Having no idea about his attitude about autographing things, I said that we have a silent auction at our fundraiser and we would really appreciate it if he could donate a signed iPad. He said, “of course”, and we chatted for a little while and they left. Some months went by and I never heard anything from him, but didn’t think much about it as they were on their way to Japan after they left Hawaii. Still not knowing about his position on autographing, I sent a letter to him along with a check for the cost of the iPad – $729. I heard back from his secretary, LaNita Burkhead, who returned my check and said that Steve wanted the iPad to be a gift, and sent the iPad. I have that letter.

At the event in September we decided to take the top 3 bidders at the silent auction and pit them against each other in a live auction during dinner. I was trying to bid up the price and was one of those top 3. During the live auction one of the bidders dropped out and it was just one other guy and myself and, again, I was trying to push the price up.
Someone in the audience yelled out, “C’mon, let the Doc have it”, and the other guy dropped out and I ended up with it.

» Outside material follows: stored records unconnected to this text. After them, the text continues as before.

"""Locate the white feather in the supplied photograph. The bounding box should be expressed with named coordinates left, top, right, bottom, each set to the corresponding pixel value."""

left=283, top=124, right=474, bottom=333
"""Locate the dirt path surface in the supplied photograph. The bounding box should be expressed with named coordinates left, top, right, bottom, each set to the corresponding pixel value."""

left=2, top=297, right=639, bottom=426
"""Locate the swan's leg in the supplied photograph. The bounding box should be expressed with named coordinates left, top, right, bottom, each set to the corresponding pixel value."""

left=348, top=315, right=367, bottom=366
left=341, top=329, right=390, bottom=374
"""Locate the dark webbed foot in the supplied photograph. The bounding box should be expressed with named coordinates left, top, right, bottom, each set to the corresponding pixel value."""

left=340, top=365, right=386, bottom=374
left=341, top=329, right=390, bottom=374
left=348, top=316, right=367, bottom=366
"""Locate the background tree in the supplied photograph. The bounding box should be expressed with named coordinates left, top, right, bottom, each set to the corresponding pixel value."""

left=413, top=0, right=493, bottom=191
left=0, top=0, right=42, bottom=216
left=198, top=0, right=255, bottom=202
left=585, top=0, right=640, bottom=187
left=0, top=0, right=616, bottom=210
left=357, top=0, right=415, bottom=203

I’ve kept it and the letter and the original box it came in and the original power cord in the safe since then. I’m now 80 years old and feel that it’s time to pass it along to someone else to appreciate and at the same time supplement my fixed income and maybe my wife and I can travel a bit while we’re still healthy.

I know that this is a long story, but it’s actually the condensed version. Steve Levine said that you wanted to know the details and I hope that this suffices. If there’s anything else you’d like to know please feel free to give me a call.